Disamping upakara secara umum
di atas, untuk masing-masing dari mereka yang dibayuh dibuatkan upakara
khusus sesuai hari kelahiran, antaranya berupa : Suci pejati,
Praspengambean tumpeng 7 asoroh, daksina gede sesuai urip kelahiran,
sesayut pengenteg bayu,merta utama, pageh urip dan disurya munggah Suci
pejati, Bungkak Nyuh Gading lan pengeresik jangkep dan dilengkapi
sesayut-sesayut sesuai dengan kelahiran :
Wetu Redite : Sesayut Sweka Kusuma –
Wetu Soma : Sesayut Nila Kusuma Jati / Citarengga
Wetu Anggara : Sesayut Jinggawati Kusuma / Carukusuma –
Wetu Budha : Sesayut Pita Kusuma Jati / Purnasuka
Wetu Wraspati : Sesayut Pawal Kusuma Jati / Gandha Kusumajati –
Sesayut sang wetu Sukra: SESAYUT RAJA KUSUMA JATI / WILET JAYA RAJA DIRA
Sesayut sang wetu Sukra: SESAYUT RAJA KUSUMA JATI/WILET JAYA RAJA DIRA:
Wetu Saniscara : Sesayut Gni Bang Kusuma Jati / Kusuma Gandha Kusuma
Beberapa tattwa atau filsafat yang
dipakai rujukan pada pelaksanaan Upacara Bebayuhan Sapuh Leger ini salah
satunya rujukan dari :
Lontar Kala Purana ( Pusdok Denpasar lembaran 1 s/d 89).

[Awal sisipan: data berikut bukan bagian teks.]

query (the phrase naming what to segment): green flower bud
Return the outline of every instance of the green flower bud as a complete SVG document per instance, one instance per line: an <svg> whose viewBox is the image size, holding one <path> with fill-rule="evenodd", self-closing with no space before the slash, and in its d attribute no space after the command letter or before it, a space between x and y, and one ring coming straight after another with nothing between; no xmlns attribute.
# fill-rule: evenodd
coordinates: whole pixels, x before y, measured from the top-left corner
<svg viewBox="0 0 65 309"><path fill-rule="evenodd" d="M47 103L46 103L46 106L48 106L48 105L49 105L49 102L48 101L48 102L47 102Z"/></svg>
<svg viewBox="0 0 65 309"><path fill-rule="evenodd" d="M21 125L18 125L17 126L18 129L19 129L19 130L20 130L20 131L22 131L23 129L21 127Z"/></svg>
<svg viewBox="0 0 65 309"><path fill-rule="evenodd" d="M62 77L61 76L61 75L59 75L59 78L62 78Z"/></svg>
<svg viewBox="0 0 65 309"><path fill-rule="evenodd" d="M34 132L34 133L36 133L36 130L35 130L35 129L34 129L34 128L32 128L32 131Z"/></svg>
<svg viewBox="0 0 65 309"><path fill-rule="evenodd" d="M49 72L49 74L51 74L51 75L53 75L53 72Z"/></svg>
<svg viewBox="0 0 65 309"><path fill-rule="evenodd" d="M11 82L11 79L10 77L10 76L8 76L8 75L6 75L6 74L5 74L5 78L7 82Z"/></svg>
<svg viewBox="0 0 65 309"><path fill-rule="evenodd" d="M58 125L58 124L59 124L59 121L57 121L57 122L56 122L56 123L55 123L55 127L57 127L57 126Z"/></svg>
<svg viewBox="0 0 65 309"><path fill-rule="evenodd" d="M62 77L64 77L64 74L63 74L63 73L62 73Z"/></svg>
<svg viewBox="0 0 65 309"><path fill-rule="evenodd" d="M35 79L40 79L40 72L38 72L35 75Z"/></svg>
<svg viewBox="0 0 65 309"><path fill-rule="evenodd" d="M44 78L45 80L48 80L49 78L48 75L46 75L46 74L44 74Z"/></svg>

Lelampahan Wayang Sapuh Leger (K 2244) 1 s/d 100 dan bebantenannya.
Kidung Sapuh Leger (645).
Pedoman Pelaksanaan Bebayuhan Sapuh Leger Oleh Ida Bgs Puja
Warespati Tatwa lan Bebayuhan Oton
Upacara Bebayuhan Weton Sapuh Leger MGPSSR Kecamatan Gianyar 2010
Wayang Sapuh Leger Fungsi dan Maknanya dalam Masyarakat Bali Oleh I Dewa Ketut Wicaksana.